Nuovi trend per gli assicurati: frenano i fondi pensione, cresce internet

di Gianni Puglisi Commenta


Italiani mani bucate, popolo di faciloni, nemici della tecnologia e diffidenti nei confronti di internet?

Spiace deludervi, se ancora la vedete così: questi sono solo dei luoghi comuni, che possiamo senza imbarazzi relegare al passato. Un passato – ve lo concediamo – forse ancora prossimo, ma pur sempre passato. Già, perché da un’indagine recentemente commissionata da ACRI (Associazione delle Casse di Risparmio) ad IPSOS, è emerso come questo quadro stia rapidamente cambiando.
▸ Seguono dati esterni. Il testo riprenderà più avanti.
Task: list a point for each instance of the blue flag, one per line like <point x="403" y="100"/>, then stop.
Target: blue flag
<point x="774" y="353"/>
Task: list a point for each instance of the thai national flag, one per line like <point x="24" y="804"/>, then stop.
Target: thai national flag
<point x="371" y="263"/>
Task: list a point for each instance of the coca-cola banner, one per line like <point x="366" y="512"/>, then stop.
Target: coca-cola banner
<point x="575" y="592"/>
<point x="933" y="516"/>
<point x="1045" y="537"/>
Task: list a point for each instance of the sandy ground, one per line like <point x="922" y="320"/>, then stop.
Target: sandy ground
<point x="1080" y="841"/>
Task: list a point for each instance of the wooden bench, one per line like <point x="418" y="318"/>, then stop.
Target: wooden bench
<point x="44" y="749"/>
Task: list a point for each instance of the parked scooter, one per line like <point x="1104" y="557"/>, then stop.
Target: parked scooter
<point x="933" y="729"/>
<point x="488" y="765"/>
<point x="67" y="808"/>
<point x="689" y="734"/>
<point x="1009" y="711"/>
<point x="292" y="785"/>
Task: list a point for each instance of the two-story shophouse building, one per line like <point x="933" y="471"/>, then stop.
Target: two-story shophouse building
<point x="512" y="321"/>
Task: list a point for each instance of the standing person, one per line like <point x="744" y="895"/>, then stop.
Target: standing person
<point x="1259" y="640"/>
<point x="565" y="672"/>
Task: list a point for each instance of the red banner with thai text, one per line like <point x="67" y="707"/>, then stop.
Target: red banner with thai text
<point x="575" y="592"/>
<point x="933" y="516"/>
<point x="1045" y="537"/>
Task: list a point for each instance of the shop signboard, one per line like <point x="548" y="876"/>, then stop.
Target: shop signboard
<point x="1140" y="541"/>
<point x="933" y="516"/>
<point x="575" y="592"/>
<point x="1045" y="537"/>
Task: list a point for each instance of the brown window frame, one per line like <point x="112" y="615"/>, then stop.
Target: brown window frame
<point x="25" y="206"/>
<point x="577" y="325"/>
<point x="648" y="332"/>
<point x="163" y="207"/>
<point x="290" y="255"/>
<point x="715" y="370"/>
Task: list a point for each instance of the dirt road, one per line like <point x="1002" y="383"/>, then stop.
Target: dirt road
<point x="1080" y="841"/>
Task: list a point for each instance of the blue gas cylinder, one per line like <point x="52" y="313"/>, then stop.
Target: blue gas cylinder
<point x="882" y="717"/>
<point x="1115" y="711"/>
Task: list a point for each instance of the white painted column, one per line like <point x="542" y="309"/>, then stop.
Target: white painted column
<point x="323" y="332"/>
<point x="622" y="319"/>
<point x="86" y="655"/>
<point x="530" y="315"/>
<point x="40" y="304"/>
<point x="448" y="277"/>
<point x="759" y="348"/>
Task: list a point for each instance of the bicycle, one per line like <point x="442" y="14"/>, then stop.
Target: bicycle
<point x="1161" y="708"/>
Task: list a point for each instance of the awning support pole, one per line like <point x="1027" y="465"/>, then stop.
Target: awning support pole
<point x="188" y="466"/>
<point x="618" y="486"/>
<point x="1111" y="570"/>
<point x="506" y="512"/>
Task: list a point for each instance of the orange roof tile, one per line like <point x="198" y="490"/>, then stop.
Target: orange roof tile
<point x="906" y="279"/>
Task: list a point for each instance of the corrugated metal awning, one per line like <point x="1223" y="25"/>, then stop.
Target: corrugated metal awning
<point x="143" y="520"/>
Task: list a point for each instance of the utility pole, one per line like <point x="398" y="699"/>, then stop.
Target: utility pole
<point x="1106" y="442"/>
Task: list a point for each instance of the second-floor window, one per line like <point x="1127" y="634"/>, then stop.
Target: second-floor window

In meglio.

I risparmiatori italiani, infatti, sono risultati un “esercito” molto avveduto. Come è stato possibile stabilirlo? Con la cartina al tornasole della recessione. Perché se è vero che la crisi economica sta mordendo anche da noi, è altrettanto vero che un sistema di mercato “reale” (come è il nostro) paga un dazio inferiore rispetto a quello che stanno pagando le economie (britannica e statunitense, per citarne solo due) dove il ricorso all’indebitamento è stato massiccio.

Salvo scoprire poi che la ricchezza era fondata sul nulla… Ma torniamo a noi: italiani risparmiatori, dicevamo, e soprattutto risparmiatori informati: si sceglie in prima persona, dice il rapporto su indicato, privilegiando redditività magari meno congrue ma più “sicure” di altre, e si tende a scegliere l’offerta finanziaria che presenta i costi più bassi.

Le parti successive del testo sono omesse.